Uskup Nikaragua Rolando Alvarez meminta polisi Nikaragua untuk meninggalkannya dengan damai

“Rute lalu lintas di depan Curia kita selalu ditutup dan diblokir oleh Polri.. Pintu utama serta garasi keluar juga diblokir oleh polisi anti huru hara,” keluh lvarez, dalam misa yang disiarkan di jejaring sosial.

lvarez, uskup Keuskupan Matagalpa, Nikaragua utara, dan anggota Konferensi Waligereja Nikaragua (CEN) Dia mengatakan dia tetap berada di dalam kuria bersama enam imam dan enam umat awam.

Meskipun “Situasi ini, kami menjaga kekuatan dan kedamaian batin kami” karena “kita adalah laki-laki dan perempuan dengan kapasitas untuk berdialog, harmoni, pengertian” dan “perdamaian”, tegasnya.

Prelatus, 55 tahun, mulai diganggu pada hari Kamis oleh polisisetelah mengangkat suaranya menentang penutupan beberapa stasiun Katolik dan pelecehan yang dia katakan ada terhadap Gereja Katolik.

Pertama, polisi mengepung kuria, tempat tinggalnya, untuk mencegahnya pergi, dan— kemudian para agen berusaha mencegahnya kembali ke tahta episkopal untuk berpartisipasi dengan umat paroki lainnya dalam “perjuangan doa dan perlindungan para imam” apa yang gereja lakukan.

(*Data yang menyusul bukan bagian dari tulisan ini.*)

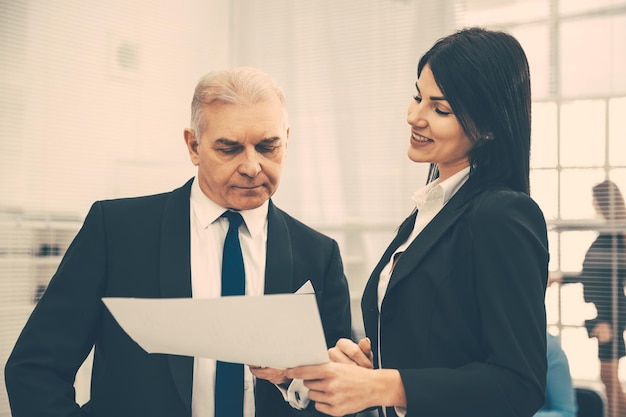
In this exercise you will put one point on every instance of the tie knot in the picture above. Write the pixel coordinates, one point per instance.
(234, 218)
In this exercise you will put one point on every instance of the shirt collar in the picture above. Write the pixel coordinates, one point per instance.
(442, 191)
(207, 211)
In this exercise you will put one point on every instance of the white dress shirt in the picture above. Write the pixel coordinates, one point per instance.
(208, 232)
(429, 201)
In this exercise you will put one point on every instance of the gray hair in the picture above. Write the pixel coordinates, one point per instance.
(237, 86)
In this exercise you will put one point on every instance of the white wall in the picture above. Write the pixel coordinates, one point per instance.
(96, 94)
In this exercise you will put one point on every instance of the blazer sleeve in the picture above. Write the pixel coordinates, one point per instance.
(59, 334)
(509, 265)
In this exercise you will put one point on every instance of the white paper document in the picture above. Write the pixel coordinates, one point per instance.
(278, 331)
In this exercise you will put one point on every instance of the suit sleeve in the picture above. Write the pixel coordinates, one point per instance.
(60, 332)
(335, 301)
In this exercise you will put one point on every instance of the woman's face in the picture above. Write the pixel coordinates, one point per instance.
(436, 134)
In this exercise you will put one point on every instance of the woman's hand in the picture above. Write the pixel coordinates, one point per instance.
(348, 352)
(343, 388)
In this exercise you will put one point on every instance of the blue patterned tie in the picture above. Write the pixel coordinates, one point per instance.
(229, 376)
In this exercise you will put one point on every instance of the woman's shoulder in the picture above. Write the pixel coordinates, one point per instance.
(498, 201)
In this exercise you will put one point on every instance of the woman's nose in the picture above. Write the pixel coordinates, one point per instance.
(250, 165)
(415, 114)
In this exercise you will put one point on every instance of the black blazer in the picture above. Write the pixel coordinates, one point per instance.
(140, 247)
(463, 318)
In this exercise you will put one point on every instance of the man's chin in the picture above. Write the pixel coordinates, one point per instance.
(249, 201)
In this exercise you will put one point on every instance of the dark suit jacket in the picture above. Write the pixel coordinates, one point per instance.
(140, 247)
(463, 318)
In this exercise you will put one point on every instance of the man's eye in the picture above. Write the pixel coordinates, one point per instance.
(229, 151)
(267, 148)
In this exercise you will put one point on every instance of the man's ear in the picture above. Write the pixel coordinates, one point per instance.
(192, 145)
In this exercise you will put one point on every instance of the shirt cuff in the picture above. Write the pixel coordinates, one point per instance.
(297, 395)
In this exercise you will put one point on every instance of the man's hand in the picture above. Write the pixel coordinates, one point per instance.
(275, 376)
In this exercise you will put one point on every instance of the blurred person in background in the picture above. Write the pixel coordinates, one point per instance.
(603, 277)
(170, 246)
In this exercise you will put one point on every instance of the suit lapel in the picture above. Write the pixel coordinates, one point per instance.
(279, 259)
(175, 274)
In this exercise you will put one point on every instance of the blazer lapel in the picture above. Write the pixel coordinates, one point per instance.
(447, 217)
(279, 258)
(175, 274)
(371, 289)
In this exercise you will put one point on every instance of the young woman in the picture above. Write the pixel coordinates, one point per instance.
(454, 309)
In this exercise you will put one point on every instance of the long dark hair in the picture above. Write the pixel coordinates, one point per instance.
(484, 75)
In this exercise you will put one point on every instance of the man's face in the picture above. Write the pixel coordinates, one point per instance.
(241, 152)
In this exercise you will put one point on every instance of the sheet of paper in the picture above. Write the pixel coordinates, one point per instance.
(278, 331)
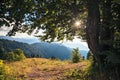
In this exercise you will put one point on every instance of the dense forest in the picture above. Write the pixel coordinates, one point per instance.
(99, 26)
(41, 49)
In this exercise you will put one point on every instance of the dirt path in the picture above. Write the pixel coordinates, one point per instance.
(55, 73)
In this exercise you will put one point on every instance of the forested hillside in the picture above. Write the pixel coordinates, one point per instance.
(43, 49)
(7, 46)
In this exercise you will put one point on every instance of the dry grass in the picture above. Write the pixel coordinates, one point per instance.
(43, 69)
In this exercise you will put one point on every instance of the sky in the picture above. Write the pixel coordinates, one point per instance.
(23, 37)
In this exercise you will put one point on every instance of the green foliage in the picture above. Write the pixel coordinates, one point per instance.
(15, 55)
(5, 72)
(77, 74)
(90, 55)
(8, 46)
(75, 56)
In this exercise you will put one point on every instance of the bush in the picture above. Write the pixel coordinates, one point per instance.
(75, 56)
(15, 55)
(5, 71)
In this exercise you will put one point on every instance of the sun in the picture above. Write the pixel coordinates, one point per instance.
(77, 23)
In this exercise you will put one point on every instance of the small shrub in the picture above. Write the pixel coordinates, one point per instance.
(75, 56)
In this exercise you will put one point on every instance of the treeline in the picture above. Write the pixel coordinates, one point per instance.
(7, 46)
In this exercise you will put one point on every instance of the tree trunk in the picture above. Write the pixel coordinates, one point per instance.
(92, 29)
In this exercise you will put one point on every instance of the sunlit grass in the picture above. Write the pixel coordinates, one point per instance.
(35, 68)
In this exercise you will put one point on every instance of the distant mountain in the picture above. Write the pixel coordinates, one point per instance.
(29, 40)
(49, 50)
(8, 45)
(46, 50)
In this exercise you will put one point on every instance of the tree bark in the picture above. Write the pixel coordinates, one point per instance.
(92, 28)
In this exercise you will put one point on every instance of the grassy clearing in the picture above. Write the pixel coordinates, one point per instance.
(44, 69)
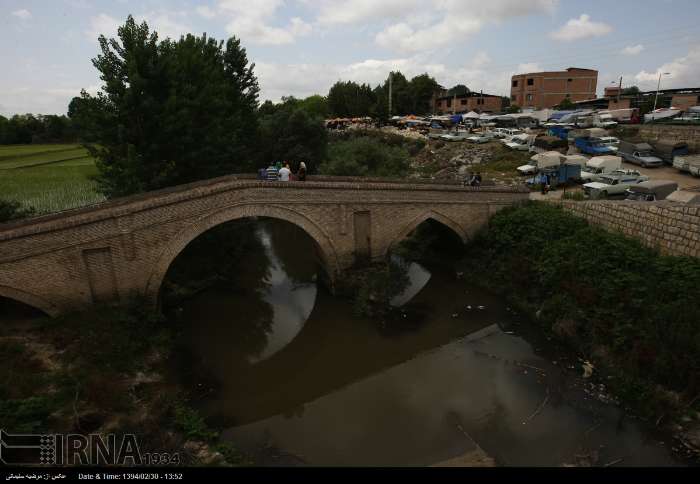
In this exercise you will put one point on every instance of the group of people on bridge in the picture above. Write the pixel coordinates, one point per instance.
(282, 172)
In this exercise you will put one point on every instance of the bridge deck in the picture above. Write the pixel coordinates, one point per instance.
(178, 193)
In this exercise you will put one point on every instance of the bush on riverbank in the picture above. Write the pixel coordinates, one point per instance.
(625, 306)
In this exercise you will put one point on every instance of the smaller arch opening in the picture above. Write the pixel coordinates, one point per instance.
(15, 311)
(431, 243)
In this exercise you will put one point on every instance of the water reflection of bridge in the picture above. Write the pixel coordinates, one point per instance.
(124, 247)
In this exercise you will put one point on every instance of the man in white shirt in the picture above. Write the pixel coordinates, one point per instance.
(285, 172)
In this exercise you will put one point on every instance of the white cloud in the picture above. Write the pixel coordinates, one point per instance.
(252, 22)
(206, 11)
(633, 49)
(683, 72)
(581, 28)
(102, 24)
(301, 80)
(451, 20)
(22, 13)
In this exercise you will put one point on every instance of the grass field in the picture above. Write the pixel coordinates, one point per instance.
(48, 178)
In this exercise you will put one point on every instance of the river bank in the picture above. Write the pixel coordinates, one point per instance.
(622, 315)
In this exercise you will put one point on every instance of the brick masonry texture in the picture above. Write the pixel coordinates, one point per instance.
(653, 133)
(673, 229)
(124, 247)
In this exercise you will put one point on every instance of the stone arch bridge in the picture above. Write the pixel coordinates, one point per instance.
(124, 247)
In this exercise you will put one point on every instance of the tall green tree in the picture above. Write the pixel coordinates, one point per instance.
(171, 112)
(291, 131)
(422, 90)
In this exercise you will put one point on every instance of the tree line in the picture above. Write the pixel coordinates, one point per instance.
(177, 111)
(36, 128)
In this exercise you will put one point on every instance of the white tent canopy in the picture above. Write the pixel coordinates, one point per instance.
(547, 156)
(471, 115)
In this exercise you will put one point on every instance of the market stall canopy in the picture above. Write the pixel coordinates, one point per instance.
(548, 156)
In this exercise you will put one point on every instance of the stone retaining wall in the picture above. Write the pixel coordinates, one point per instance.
(672, 228)
(656, 132)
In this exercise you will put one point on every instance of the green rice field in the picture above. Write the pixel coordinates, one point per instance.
(49, 178)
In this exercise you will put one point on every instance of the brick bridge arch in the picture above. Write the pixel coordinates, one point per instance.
(180, 242)
(123, 248)
(463, 233)
(29, 299)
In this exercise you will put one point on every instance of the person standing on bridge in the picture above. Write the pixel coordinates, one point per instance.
(285, 172)
(301, 174)
(271, 173)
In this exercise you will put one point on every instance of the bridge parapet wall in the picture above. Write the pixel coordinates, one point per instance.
(672, 228)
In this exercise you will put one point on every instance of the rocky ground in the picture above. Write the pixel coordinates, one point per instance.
(441, 160)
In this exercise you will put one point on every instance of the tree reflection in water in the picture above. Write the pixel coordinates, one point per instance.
(251, 283)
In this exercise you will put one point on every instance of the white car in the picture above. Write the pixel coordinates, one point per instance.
(519, 143)
(612, 185)
(482, 137)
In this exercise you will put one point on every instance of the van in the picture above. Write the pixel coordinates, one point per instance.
(651, 191)
(668, 150)
(639, 153)
(690, 164)
(600, 165)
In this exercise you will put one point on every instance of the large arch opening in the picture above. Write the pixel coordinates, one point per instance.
(239, 293)
(323, 244)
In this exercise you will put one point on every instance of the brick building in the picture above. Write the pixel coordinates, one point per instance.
(542, 90)
(466, 102)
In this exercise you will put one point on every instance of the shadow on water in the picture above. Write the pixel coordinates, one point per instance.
(286, 364)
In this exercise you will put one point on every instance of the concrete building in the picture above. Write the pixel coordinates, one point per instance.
(542, 90)
(464, 103)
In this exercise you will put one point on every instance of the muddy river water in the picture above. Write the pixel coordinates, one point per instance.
(294, 377)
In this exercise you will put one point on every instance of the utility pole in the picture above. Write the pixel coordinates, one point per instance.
(658, 87)
(619, 92)
(390, 95)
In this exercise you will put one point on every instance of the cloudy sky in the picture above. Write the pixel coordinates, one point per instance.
(300, 47)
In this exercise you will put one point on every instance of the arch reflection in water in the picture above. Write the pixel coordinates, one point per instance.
(260, 302)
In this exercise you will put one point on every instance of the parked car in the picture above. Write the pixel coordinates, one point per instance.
(483, 137)
(610, 141)
(549, 143)
(519, 142)
(651, 191)
(455, 136)
(610, 185)
(507, 134)
(593, 146)
(541, 161)
(684, 163)
(667, 151)
(599, 166)
(639, 153)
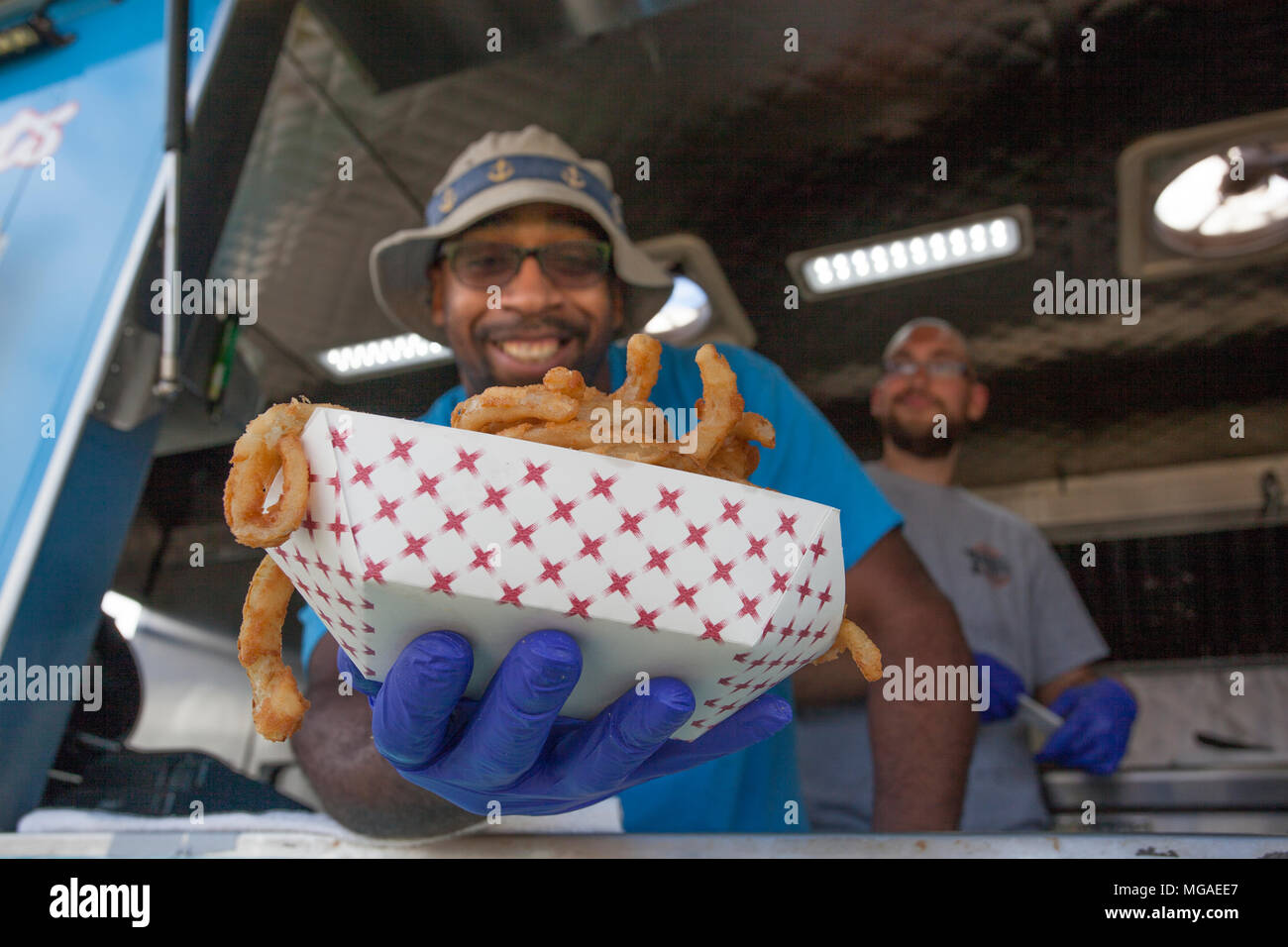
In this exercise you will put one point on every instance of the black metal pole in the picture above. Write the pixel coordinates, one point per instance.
(175, 144)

Setelah kembali ke kuria, uskup menuntut dalam Ekaristi penghentian “pelecehan” dan “gangguan” kepada para imam dan menuntut agar pemerintah menghormati ”kebebasan“religius.

Kemudian, pada Kamis sore, polisi anti huru hara ditempatkan di pintu masuk kuria untuk mencegahnya pergi ke katedral untuk memimpin misa, kecaman uskup itu sendiri dalam sebuah video yang diposting oleh Cenidh di Twitter.

  Influencer Angie Landaburu membagikan foto luar biasa dari perjalanannya ke Thailand

lvarez mengumumkan bahwa dia akan menahan massa di dalam kuria sampai mereka membiarkannya keluar, dan bahwa pada malam hari mereka akan mengadakan “dinyanyikan” melodi religi.